Spahn: Tests für Pendler müssen nicht an der Grenze stattfinden

Unterdessen sprach Gesundheitsminister Jens Spahn (CDU) in einem Interview mit dem SWR davon, dass das Infektionsgeschehen in vielen Grenzregionen oft auf beiden Seiten hoch sei und sich immer wieder gegenseitig „hochschaukeln“ würde. Regelmäßige Corona-Tests unter den Grenzpendlern, die dies verhindern würden, müssten nicht „per se an der Grenze“  stattfinden, so Spahn. Die Tests seien auch im Wechsel auf beiden Seiten der Grenze möglich. Dazu gebe es bereits Gespräche mit den Regierungen  in Tschechien oder Polen, sagte der Minister weiter.

Spahn sprach zudem einen Punkt an, auf den auch entschiedene Gegner durchgehender Grenzkontrollen wie Luxemburgs Außenminister Jean Asselborn immer wieder hinweisen: Die wirtschaftliche Bedeutung der Grenzpendler – gerade für das Gesundheitswesen. Wenn Pendler aus Deutschland nicht mehr täglich ins Großherzogtum kommen könnten, „dann bricht bei uns in Luxemburg das Gesundheitswesen zusammen“, warnte Asselborn im Deutschlandfunk.

Von der Leyen: Grenzschließungen ergeben keinen Sinn

Bei der Debatte über die mögliche Wiedereinführung durchgehenden Grenzkontrollen, wie sie die EU bereits im ersten Lockdown im vergangenen Frühjahr erlebt hatte, berief sich Luxemburgs Außenminister zudem auf die ablehnende Haltung der EU-Kommissionschefin Ursula von der Leyen. Eine pauschale Grenzschließung ergebe „keinen Sinn“, sagte von der Leyen vor dem EU-Parlament.

Allerdings hatte es auch im vergangenen Frühjahr auf dem Höhepunkt der ersten Corona-Welle keine totale Abriegelung an den Grenzen gegeben. Der grenzüberschreitende Güterverkehr war auch damals aufrecht erhalten worden, und Pendler konnten ebenfalls zu ihren Arbeitsplätzen gelangen.

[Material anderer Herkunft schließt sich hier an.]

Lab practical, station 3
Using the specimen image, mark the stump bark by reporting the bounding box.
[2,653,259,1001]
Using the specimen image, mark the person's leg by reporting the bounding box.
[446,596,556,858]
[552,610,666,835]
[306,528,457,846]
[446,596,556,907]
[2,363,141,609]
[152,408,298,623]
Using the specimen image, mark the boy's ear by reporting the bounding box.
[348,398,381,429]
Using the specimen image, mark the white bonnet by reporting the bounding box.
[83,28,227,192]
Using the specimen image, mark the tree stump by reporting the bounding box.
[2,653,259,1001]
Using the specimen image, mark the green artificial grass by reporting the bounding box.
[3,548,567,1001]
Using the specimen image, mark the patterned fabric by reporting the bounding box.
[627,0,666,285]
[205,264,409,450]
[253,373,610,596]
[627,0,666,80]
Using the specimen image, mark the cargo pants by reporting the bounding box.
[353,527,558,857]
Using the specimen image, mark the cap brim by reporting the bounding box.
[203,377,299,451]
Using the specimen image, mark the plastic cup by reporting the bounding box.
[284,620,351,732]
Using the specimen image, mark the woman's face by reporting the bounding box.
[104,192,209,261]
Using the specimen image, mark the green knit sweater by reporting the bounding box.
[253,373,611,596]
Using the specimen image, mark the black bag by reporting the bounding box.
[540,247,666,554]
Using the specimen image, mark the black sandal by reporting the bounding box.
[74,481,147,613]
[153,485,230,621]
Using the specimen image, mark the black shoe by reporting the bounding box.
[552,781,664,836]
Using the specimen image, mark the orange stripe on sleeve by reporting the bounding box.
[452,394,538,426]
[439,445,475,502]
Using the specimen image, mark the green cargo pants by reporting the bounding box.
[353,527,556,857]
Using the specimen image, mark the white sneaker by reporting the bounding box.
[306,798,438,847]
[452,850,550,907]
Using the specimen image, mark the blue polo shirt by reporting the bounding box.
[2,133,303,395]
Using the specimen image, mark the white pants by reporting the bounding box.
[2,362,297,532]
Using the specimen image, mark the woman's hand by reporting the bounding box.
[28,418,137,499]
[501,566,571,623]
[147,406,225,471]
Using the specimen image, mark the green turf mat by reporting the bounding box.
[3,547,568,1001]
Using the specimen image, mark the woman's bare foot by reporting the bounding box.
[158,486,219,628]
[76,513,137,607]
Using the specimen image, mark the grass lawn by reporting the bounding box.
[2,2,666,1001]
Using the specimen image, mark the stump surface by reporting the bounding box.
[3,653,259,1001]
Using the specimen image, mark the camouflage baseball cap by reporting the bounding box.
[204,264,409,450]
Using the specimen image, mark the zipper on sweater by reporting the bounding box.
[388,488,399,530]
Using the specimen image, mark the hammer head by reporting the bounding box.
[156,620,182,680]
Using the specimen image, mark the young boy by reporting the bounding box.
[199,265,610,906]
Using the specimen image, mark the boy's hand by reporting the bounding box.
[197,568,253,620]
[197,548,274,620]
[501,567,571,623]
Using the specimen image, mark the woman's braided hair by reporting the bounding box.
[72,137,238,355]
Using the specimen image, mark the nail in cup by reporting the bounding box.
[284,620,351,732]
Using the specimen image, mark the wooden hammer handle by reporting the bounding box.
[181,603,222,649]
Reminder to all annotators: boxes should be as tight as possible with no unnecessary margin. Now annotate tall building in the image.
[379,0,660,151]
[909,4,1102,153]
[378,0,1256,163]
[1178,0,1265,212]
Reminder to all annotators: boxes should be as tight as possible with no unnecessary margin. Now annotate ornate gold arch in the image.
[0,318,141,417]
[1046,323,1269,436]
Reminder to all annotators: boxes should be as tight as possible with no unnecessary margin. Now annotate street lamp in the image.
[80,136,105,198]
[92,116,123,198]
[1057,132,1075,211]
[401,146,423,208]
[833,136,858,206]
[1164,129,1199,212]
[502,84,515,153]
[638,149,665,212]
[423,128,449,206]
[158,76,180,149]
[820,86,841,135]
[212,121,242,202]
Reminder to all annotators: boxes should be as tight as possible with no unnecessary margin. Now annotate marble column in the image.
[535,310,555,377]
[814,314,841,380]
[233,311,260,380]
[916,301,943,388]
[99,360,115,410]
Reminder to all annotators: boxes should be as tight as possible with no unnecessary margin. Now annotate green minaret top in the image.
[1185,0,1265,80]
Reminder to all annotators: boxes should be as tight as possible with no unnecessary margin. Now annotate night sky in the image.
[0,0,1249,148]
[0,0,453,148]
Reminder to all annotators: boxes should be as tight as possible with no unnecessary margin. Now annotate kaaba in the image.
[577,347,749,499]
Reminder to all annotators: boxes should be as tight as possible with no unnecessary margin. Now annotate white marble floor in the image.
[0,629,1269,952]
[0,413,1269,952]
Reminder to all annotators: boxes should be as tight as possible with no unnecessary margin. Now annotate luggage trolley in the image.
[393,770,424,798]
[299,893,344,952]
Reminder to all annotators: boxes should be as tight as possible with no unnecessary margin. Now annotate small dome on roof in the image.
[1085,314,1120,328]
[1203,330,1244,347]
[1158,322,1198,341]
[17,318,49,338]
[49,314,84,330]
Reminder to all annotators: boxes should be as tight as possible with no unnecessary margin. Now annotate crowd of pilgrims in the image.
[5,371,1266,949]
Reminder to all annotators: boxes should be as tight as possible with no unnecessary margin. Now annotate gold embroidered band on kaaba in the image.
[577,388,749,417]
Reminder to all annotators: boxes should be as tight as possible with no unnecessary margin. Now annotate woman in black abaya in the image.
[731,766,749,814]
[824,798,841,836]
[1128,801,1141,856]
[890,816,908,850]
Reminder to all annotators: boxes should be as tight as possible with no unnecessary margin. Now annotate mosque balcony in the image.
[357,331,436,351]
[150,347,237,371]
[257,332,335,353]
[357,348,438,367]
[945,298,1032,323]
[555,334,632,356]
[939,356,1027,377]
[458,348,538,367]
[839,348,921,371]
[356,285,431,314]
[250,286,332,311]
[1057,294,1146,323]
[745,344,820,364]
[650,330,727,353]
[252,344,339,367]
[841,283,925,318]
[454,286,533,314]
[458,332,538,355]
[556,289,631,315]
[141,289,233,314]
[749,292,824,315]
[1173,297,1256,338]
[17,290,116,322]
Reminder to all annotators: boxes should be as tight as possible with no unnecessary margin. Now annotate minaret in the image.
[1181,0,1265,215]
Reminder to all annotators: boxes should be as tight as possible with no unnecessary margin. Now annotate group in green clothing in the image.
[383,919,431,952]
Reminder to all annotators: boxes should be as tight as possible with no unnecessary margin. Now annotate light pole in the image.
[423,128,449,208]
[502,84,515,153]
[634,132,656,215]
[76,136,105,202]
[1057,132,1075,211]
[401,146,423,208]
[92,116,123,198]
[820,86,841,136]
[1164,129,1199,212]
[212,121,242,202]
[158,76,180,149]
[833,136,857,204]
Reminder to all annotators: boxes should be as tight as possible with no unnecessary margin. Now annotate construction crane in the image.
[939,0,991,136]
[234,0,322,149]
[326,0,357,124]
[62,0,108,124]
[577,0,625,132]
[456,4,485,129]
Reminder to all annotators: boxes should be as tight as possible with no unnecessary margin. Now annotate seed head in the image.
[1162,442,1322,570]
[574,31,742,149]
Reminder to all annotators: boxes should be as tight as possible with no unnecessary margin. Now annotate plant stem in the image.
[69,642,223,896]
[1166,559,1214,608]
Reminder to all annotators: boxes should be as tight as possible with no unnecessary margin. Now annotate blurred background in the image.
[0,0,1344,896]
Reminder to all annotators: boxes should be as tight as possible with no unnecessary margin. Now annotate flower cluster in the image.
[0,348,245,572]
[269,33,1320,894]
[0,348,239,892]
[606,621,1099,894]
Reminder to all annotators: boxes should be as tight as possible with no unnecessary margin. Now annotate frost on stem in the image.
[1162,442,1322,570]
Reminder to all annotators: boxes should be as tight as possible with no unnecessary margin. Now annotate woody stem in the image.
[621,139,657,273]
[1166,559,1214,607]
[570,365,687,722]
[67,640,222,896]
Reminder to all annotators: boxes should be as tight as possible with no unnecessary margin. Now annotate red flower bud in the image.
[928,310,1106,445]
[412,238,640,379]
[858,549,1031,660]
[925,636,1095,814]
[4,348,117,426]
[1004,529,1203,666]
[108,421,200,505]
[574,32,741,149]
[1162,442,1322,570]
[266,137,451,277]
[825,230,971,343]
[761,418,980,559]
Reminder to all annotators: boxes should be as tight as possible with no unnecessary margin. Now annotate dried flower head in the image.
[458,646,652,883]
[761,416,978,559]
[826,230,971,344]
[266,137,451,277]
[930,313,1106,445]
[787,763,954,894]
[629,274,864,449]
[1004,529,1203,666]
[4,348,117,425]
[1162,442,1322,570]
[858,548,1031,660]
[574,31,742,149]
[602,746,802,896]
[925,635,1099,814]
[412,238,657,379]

Skepsis gegenüber EU-Impfzertifikat

Skeptisch zeigte sich Asselborn unterdessen mit Blick auf einen Vorstoß aus EU-Ländern wie Griechenland, Spanien, Portugal und Malta, der ebenfalls bei der Videokonferenz am Donnerstagabend besprochen werden sollte: Die Mitgliedstaaten im Süden der Gemeinschaft, in denen der Tourismus eine besondere Rolle spielt, machen sich für die Einführung eines EU-weiten Impfzertifikats stark. Wenn es nach dem Willen von Politikern wie dem Athener Regierungschef Kyriakos Mitsotakis geht, dann soll ein derartiges Zertifikat demnächst grenzüberschreitendes Reisen in der Gemeinschaft erleichtern. Dagegen betonte Asselborn, dies laufe auf eine Diskriminierung derjenigen hinaus, die noch keine Impfung erhalten hätten.

Zulassung für AstraZeneca Ende kommender Woche?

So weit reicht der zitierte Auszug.